Après le départ de l’émissaire, les deux hommes passèrent un long moment à se tordre de rire. Puis, le curé fit rassembler tous les rats de Rouen derrière l’église de Sainte-Marie-des-Puys et Paichel les informa de la situation en disant :

- Vous pourrez retourner bientôt à Rouen mes amis avec la BÉNÉDICTION du roi lui-même. Vous obtiendrez un vaste champ pour vous y établir en toute quiétude.

- Le roi a donc accepté de l’or notre héros? , lui cria Scélé-Rat qui s’était mêlé à la foule de réfugiés.

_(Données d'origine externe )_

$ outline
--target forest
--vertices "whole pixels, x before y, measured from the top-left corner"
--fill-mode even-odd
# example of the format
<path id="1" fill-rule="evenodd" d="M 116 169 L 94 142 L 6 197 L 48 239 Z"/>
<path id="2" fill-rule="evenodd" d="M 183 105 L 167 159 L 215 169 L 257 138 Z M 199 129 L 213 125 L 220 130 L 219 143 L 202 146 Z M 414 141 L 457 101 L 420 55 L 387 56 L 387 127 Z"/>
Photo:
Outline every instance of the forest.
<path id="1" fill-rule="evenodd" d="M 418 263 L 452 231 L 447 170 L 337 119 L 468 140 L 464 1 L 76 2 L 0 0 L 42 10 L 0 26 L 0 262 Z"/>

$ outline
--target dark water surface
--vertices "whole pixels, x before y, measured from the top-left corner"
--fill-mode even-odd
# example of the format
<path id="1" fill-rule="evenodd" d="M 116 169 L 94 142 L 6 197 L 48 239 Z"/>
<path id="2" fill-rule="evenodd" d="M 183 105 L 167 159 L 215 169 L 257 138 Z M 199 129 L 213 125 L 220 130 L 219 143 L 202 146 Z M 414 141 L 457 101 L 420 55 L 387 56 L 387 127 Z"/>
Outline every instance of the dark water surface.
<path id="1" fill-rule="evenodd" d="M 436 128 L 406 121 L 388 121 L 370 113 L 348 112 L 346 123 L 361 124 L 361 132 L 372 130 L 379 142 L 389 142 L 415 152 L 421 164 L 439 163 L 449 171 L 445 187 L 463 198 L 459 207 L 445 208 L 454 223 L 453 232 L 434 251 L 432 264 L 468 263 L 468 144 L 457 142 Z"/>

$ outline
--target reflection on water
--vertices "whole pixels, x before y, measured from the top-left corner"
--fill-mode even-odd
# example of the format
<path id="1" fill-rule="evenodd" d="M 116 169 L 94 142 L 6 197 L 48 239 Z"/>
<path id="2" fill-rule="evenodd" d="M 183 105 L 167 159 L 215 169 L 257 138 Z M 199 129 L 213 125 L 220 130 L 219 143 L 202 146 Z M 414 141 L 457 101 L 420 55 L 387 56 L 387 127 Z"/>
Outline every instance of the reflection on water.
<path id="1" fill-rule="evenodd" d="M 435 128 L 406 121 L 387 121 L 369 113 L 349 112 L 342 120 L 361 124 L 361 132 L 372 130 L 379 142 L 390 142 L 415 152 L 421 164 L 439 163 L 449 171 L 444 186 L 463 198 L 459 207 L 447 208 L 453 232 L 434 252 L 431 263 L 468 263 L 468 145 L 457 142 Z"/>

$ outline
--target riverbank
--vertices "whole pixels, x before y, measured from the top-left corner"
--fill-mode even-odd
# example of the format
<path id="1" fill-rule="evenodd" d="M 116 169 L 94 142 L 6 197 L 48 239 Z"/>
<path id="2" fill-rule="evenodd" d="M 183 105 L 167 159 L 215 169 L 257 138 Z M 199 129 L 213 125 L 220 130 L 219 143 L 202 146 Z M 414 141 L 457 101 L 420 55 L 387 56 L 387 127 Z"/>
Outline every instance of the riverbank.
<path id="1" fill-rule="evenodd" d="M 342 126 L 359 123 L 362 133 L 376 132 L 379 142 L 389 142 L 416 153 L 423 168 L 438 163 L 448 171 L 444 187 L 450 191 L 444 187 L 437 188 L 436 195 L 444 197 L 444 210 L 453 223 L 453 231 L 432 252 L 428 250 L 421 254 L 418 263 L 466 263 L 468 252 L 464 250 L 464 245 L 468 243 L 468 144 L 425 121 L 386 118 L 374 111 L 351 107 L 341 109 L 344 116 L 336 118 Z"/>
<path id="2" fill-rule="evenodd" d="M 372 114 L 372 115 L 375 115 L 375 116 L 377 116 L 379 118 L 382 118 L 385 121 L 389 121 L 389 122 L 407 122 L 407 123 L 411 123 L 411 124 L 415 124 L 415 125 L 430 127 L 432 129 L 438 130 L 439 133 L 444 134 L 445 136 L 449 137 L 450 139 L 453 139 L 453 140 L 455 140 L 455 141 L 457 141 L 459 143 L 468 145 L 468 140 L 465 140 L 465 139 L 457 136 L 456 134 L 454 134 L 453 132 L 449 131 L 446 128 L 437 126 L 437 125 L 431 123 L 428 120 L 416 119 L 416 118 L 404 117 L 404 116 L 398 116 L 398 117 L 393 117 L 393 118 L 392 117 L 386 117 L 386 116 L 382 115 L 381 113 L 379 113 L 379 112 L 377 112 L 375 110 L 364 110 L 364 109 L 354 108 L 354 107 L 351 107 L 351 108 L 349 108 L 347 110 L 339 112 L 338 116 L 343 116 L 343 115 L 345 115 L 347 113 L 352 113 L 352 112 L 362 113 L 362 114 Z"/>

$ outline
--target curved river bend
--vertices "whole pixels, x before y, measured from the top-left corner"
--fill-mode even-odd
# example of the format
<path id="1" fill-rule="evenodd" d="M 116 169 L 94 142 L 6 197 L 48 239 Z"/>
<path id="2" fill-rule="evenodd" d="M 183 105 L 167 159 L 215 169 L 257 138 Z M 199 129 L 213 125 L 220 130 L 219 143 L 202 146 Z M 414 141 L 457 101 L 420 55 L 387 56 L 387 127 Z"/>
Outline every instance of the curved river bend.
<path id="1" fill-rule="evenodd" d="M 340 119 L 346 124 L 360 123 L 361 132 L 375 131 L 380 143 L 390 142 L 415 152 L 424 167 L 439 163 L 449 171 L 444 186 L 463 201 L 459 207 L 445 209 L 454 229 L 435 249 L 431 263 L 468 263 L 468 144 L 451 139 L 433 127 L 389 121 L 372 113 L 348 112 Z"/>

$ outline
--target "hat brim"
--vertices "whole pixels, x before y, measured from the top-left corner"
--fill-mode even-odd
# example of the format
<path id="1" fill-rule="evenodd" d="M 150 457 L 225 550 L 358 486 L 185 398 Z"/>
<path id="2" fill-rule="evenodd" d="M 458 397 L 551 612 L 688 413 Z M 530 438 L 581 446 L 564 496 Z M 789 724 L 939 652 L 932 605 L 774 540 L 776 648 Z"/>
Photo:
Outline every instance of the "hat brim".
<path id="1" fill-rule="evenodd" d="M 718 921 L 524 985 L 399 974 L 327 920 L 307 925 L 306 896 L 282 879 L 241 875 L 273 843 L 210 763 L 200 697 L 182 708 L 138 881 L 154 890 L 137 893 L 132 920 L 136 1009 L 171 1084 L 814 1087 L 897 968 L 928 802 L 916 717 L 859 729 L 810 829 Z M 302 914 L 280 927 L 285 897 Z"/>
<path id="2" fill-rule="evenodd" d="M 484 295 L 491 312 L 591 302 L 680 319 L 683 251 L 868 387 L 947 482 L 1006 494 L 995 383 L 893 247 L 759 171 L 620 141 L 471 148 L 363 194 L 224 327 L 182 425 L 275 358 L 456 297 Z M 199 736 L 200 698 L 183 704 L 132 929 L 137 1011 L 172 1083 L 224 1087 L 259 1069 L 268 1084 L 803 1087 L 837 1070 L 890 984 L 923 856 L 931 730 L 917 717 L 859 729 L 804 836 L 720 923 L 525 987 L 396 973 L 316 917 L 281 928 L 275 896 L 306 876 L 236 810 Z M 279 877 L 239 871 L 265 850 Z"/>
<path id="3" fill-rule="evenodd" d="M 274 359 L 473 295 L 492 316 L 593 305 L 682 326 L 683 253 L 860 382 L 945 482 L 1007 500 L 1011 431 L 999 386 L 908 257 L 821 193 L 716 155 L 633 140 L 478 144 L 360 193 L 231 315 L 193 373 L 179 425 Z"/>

- Non mon ami, s’empressa de lui répondre Paichel en riant. Aucune pièce d’or n’aura été nécessaire pour convaincre le roi de votre nécessité. Par contre, je n’ai pas l’intention de laisser les rats mordre les gens dans les cachots. Leur simple présence suffira à décourager ceux qui détesteront voir des rongeurs partager leurs repas, leurs dessous de couchettes ou encore un coin de couverture. Je vous expliquerai plus tard pourquoi le roi tient tant à vous réhabiliter en France. Pour le moment, il faut éviter à tout prix de vous promener sur les routes infestées de chasseurs de primes.